The Reckoning, 06-14-04
We don’t normally go out to movies on a Monday night, except when we don’t have any other chance to catch one we want to see. We were intrigued by the write-ups on “The Reckoning,” an independent feature starring Paul Bettany (Gladiator, Master and Commander) as a priest on the run from his own transgressions who takes up with a small troupe of traveling actors, under the leadership of Willem Dafoe. They stop in a small town, troubled by the murder of a boy, and the trial and conviction of a mute woman for a crime. They investigate the crime, intending to create a new play from the story. New plays themselves are a bone of contention: the repertoire has heretofore been limited to familiar, sacred subjects, such as “The Fall of Adam.” Their attempt to reconstruct the crime convinces them that the condemned woman could not have done it, and Nicholas’ (Bettany) awareness of his own sin drives him to lay the crime at the feet of the true perpetrator despite the cost.
The film is very beautifully photographed, although frequently they are pictures of ugliness.

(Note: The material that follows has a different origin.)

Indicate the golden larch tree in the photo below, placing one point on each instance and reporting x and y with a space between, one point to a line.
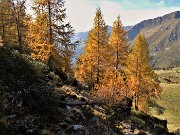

The relatively pristine early winter countryside is contrasted with the squalor of the town. The people are so ingrainedly dirty that one expects a Monty-Pythonesque comment when someone shows up who appears clean. (Ironically, the actors, who must wash their faces to remove make-up, appear cleaner than the townspeople although they can only afford to sleep in the inn’s stable.) Very good performances by Bettany, Dafoe, and the whole cast. My only objection, other than to the perhaps excessive dirt, is one death scene that lasted a bit too long for my taste. Minimal gore, though--.
A very good, though grim, film. One knows that, in 1340, no matter how justified, peasants bucking the powers that be are not going to have an easy or happy time of it.